Après son entrée en jeu décisive face au Sénégal (3-1), Kylian Mbappé affiche ses ambitions de leader sur Instagram. Le capitaine des Bleus entend imposer sa loi d'emblée à la Coupe du Monde 2026.
Il a attendu son heure, puis il a frappé. Kylian Mbappé n'a pas trainé pour prendre la parole sur Instagram après le succès français face au Sénégal ce mardi, histoire de poser d'emblée ses jalons dans cette Coupe du Monde 2026. Pas de détails flous, pas de faux-semblants : le capitaine de l'équipe de France sait pertinemment que les premières impressions se gravent à jamais dans les esprits des fans et des rivaux. Et ce 3-1 inaugural, il en a fait une affaire personnelle.
L'impact du natif de Bondy a dépassé les simples statistiques. Oui, il a marqué, mais c'est surtout la manière qui compte quand on porte le brassard des Bleus. Son entrée en jeu a changé l'équilibre du match en quelques minutes à peine, rappelant à tous les observateurs que la hiérarchie offensive française ne souffre aucune ambiguïté. Sur les réseaux sociaux, c'est un Mbappé conquérant qui s'adresse à ses supporters, martèlement l'importance de ce premier pas réussi. "On commence bien", ce sont ses mots. Sobres. Efficaces.
Didier Deschamps avait raison de tempérer les attentes en amont. Avec une préparation bridée par les blessures et les arrangements de calendrier, débuter face aux Sénégalais représentait un vrai test. Les hommes du sélectionneur ont passé l'examen, mais c'est la mobilisation instantanée de Mbappé qui a incliné la balance. Il y a deux ans, à peine, le débat faisait rage sur sa capacité à être le seul vrai leader offensif du projet tricolore. Aujourd'hui, pas une seconde de doute.
Un passé peuplé de déceptions qui aiguise la détermination
Remonter le temps permet de mieux saisir l'intensité de cette prise de parole. Mbappé n'oublie rien. 2018, la gloire de Russie à 19 ans à peine. 2022 au Qatar, l'agonie des tirs au but face à l'Argentine. Deux expériences polaires qui forment un joueur. Entre ces deux montagnes russes, il y a aussi la frustration du Real Madrid, les blessures, les doutes. Arriver à 26 ans à une nouvelle Coupe du Monde n'est jamais une évidence pour un athlète de son calibre.

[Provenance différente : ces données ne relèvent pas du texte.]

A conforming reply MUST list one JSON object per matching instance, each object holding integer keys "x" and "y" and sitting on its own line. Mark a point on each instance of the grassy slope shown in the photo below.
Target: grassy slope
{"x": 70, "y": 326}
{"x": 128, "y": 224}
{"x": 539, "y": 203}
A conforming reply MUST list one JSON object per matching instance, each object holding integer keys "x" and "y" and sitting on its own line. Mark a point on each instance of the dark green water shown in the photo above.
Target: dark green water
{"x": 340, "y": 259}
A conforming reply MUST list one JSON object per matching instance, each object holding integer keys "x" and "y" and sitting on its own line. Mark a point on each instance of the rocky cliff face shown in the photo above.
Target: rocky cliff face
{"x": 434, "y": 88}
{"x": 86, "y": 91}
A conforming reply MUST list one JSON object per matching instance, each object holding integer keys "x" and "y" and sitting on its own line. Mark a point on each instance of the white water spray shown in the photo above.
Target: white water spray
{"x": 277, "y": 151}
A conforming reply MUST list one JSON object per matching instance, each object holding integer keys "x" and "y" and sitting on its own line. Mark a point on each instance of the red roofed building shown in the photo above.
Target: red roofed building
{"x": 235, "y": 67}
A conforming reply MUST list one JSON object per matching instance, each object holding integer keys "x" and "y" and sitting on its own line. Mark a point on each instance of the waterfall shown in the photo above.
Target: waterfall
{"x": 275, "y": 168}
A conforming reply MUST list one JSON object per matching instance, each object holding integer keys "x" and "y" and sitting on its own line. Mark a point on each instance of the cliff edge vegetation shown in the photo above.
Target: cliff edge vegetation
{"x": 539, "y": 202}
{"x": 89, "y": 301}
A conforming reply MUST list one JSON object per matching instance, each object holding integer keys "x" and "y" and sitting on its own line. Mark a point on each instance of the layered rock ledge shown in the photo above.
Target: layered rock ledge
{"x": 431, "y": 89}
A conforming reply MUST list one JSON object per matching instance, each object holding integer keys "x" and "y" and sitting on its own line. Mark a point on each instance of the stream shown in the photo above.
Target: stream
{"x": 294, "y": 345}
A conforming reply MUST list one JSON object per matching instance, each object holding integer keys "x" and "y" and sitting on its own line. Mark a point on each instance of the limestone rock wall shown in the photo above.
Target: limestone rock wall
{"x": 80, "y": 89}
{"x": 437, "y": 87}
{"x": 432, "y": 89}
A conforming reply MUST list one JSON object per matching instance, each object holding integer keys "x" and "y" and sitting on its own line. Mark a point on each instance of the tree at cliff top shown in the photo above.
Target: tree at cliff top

L'équipe de France elle-même sortait d'une période trouble. Les résultats en éliminatoires, sans être catastrophiques, n'avaient pas rassuré. Il manquait une flamme, une certitude à cette formation. Deschamps avait besoin d'une victoire rassurante avant d'affronter les vrais cadors du groupe. Face aux Lions de la Téranga, tout le monde savait qu'une France mal lancée aurait des regrets éternels. D'où cette présence de Mbappé, finalement, comme une sorte de garantie morale. Et il a livré.
L'horizon s'ouvre maintenant, mais les vraies épreuves attendent
Ce post Instagram, il signifie surtout une chose : Mbappé ne vient pas en observateur à cette Coupe du Monde, mais en acteur attendu. Les Pays-Bas, la Suisse, la Serbie — voilà les prochains adversaires de la France. Des équipes organisées, structurées, bien loin des faiblesses affichées par le Sénégal au cours des 90 minutes. La victoire de mardi 3-1 est une bonne base, certes, mais elle ne pèse pas plus qu'une feuille morte si les Bleus ne confirmaient pas immédiatement.
Mbappé le sait mieux que quiconque. Son message aux supporters n'est qu'une étape dans un chemin où chaque match est vital. À 26 ans, avec deux finales de Ligue des Champions en poche au Real, il aborde cette compétition avec la conscience qu'il s'agit probablement de sa dernière vraie chance d'accrocher un trophée mondial en tant que leader incontesté. L'Argentine, l'Angleterre, le Brésil, l'Espagne — tous ces géants seront là. Un 3-1 contre le Sénégal, même convaincant, ne les impressionnera pas.
Mais ce qui doit rassurer les supporters bleus, c'est précisément cette confiance affichée sans détour par leur capitaine. Mbappé semble libéré, enfin apaisé après des mois de transition chaotiques. Au Real, il a trouvé ses marques. En équipe de France, il retrouve son aplomb. Cette combinaison explosive, elle pourrait bien être la clé d'une conquête attendue depuis 1998.